Следующая история записана И.Ю. Назаровой со списка десятиклассника Академической гимназии Петербурга Ильи: «История про Свина. (Примечание собирателя: Ударение в имени в этом падеже на последний слог). На одной из панковских квартир (так называемых флэтов) устроилась на ночлег большая панковская тусовка, квартира тоже была панковская, в общем, панки в ней жили. И в этой квартире все было, ну как вообще у панков, в общем, все грязное, рваное, ломаное, оплеванное, но вина там, водки было много, и все там были пьяные в дерьмо, ну панки все-таки, в общем, один из них, мелкий такой, его никто не знал, Чмырь его, кажется, звали. Он, в общем, взял бутылку, из которой пиво пил, и говорит, мол, чтобы наплевали туда все, ну, в общем, все наплевали, обхаркали, в общем, всю банку, а он берет и на руки все это себе выливает и мыться начинает, ну, в общем, на рожу себе все это дело намазывает, ну все, кто поменьше рангом, те сразу чуть не в шок, бля, ну умыться такой хуйней даже из панков не каждый сможет, ну так вот, а тогда Свин был не очень известным, ну, то есть, не таким известным, как сейчас, ну он, в общем, и говорит, что мол, ну это, хозяйке, говорит, что, мол, достань мне целый стакан, не битый. Ну она, как говорится, достала ему такой нормальный стакан, ну, такой, не очень большой, и, это самое, дет ему, типа, на – держи. Ну, он, в общем, взял нассал в него, и, блядь на хуй, выпил одним залпом всю эту свою, ну, как ее, бля, а, бля, мочу, и в общем, даже не поморщился, а тому, который себе харкотней рожу вымазал, тому, бля, Свин и говорит, что, мол, мы с тобой и есть настоящие панки, а они – хуйня одна. Вот такое дело было, бля. (Примечание собирателя: Свин был первый человек, который впервые в России начал применять и внедрять уриотерапию, поскольку после этого случая так называемое “посвящение в панки” происходило с обмазыванием лица посвящаемого слюной всех присутствующих при посвящении и употреблением посвящаемым некоторого количества мочи посвящаемого)».

О лейтмотивах этих историй – говно, мусор, моча, блевотина – скатология.
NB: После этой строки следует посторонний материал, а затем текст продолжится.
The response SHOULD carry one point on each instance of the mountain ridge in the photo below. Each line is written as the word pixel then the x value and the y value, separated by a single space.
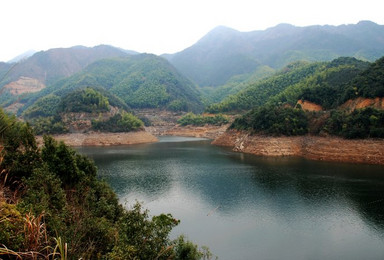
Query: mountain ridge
pixel 210 64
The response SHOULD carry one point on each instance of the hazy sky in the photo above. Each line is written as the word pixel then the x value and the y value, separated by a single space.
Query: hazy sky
pixel 159 26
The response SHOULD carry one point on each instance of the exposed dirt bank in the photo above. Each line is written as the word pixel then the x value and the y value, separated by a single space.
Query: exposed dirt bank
pixel 208 131
pixel 336 149
pixel 104 139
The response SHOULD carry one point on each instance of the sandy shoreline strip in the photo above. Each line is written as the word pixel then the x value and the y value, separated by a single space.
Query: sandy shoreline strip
pixel 104 139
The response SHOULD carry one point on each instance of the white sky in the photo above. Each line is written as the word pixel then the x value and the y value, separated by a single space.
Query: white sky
pixel 159 26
Эти мотивы становятся важнейшими в биографическом мифе Свина и активно эксплуатируются не только фольклором, но и прессой, и даже художественной литературой. Весьма частотны мотивы такого рода в песнях Панова.

Что касается художественной литературой, то в биографический миф Свина был очень интересно воспроизведен в романе Владимира Сорокина «Тридцатая любовь Марины».

Вместе с тем реальная биография Андрея Панова отнюдь не во всех моментах воплощает панковскую концепцию бытия. Здесь о противоречии жизни и мифа, о попытке создать миф вопреки реальности и, как следствие, об андеграундном сознании.

Свин. «Его <Олега Ковриги – Ю.Д.> фраза о Главном Петрушке Советского Союза ближе у истине, чем все поминальные речи, вместе взятые. “Мертвый клоун лучше, чем двое живых” <…> Видимо, грядет множество изданий и переизданий наследия покойного. Но последний – как смачный плевок, как предсмертная реприза, как последний день Помпеи. А Петрушка или “выдающийся петербургский музыкант” – это как кому. Главное – Настоящий. “Пейте с нами!” – я бы с ним выпил» (Коблов А. <Рецензия на: фАУ. Праздник Непослушания Или Последний День Помпеи> // FUZZ, 1999, № 1/2. С.52).